Data Pre-Processing Missing Data

Sample DF
Analysis Missing Data in Pandas
Handle Missing Data
- Drop
- Impute
  - mean imputation
  - MICE
- transformer

Sample DF

	A	B	C	D
0	1	2	3	4
1	5	6	NaN	8
2	0	11	12	NaN

Analysis Missing Data in Pandas

df.isnull().sum()

Use df.value to access the underlying NumPy array.

Handle Missing Data

df.dropna()

Drop

Drop NaN values(rows/cols)

Drop rows

# only drop rows where all columns are NaN
df.dropna(how='all')
# drop rows that have not at least 4 non-NaN values
df.dropna(thresh=4)
# only drop rows where NaN appear in specific columns (here: 'C')
df.dropna(subset=['C'])

Drop columns

df.dropna(axis=1)

Compare

drop rows vs drop columns:

drop rows may include overfitting as it will lose valueable data. while drop columns amy include underfitting as it will reduce features.

Impute

Just drop NaN values may lose too many values, so we can estimate the missing values from the other training samples.

mean imputation

we simply replace the missing value by the mean value of the entire feature column. We can use from sklearn.preprocessing import Imputer to do that.
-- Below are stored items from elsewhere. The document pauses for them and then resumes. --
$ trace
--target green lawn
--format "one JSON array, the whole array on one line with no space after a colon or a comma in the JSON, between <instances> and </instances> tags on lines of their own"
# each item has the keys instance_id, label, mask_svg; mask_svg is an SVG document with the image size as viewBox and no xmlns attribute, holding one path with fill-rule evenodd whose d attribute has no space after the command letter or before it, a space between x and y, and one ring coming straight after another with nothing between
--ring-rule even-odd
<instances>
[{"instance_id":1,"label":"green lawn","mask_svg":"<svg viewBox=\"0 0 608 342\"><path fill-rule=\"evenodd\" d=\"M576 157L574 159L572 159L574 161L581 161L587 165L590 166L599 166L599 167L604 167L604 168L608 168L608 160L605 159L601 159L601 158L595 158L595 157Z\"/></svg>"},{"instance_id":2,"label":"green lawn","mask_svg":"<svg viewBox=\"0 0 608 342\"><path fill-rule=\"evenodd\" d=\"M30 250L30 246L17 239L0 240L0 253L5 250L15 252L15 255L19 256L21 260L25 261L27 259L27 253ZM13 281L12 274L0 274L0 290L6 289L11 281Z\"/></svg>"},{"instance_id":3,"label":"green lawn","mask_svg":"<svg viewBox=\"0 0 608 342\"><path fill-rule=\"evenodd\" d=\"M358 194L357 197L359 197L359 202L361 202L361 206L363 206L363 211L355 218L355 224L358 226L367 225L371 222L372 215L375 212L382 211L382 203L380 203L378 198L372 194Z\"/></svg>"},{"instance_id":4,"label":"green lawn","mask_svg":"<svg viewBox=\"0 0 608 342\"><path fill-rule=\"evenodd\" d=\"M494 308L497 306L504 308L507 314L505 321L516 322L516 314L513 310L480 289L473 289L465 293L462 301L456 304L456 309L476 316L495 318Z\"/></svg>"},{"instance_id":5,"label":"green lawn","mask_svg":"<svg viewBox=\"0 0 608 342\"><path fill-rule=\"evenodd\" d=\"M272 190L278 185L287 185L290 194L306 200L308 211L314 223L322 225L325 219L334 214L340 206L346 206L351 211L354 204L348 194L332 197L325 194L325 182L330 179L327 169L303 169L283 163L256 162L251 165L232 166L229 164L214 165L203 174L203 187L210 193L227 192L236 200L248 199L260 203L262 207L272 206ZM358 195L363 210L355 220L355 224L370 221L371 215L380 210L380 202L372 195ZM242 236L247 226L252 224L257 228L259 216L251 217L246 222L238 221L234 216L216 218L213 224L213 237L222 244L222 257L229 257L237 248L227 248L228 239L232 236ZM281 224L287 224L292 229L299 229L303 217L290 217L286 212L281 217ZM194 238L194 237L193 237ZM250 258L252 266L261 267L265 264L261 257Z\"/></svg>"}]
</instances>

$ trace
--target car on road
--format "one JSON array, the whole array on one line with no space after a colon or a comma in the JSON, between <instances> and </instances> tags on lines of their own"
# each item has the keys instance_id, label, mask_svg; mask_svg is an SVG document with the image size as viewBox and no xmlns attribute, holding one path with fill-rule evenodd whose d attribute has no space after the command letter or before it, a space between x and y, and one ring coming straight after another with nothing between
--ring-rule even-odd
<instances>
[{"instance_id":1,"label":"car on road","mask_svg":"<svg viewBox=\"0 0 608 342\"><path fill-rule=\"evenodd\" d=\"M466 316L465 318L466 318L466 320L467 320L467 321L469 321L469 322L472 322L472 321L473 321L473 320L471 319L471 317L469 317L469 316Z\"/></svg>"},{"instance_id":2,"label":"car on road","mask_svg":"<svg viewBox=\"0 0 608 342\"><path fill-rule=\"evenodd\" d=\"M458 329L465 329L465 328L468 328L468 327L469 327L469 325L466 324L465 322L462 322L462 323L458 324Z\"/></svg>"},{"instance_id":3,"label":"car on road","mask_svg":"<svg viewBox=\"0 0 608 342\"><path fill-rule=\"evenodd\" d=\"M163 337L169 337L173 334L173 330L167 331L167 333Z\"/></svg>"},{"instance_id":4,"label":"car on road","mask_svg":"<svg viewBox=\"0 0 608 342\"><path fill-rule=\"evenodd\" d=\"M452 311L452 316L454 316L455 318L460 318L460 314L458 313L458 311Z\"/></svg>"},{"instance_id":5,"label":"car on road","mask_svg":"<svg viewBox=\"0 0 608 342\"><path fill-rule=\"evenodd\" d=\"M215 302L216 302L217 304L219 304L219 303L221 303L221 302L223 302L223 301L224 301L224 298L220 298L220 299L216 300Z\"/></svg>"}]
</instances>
from sklearn.preprocessing import Imputer
imr = Imputer(missing_values='NaN', strategy='mean', axis=0)
imr = imr.fit(df)
imputed_data = imr.transform(df.values)
imputed_data

Options:

Change row or column axis to 0/1
Change impute algorithm - strategy
- mean
- most_frequent: which is mostly used for categorical feature values
- median

MICE

mice：multivariate imputation via chained equation. 假设missing at random (MAR)，也就是说数据缺失的概率仅与其他观察值有关，所以可以通过预测进行估计。这是一种参数型方法，对于不同的缺失值变量采用不同的回归或者其他方法进行imputation

transformer

Used to transfer data. There are 2 main essential methods. fit & transfer

fit: learn the parameters from the training data
transfer: use those parameters to transform the data.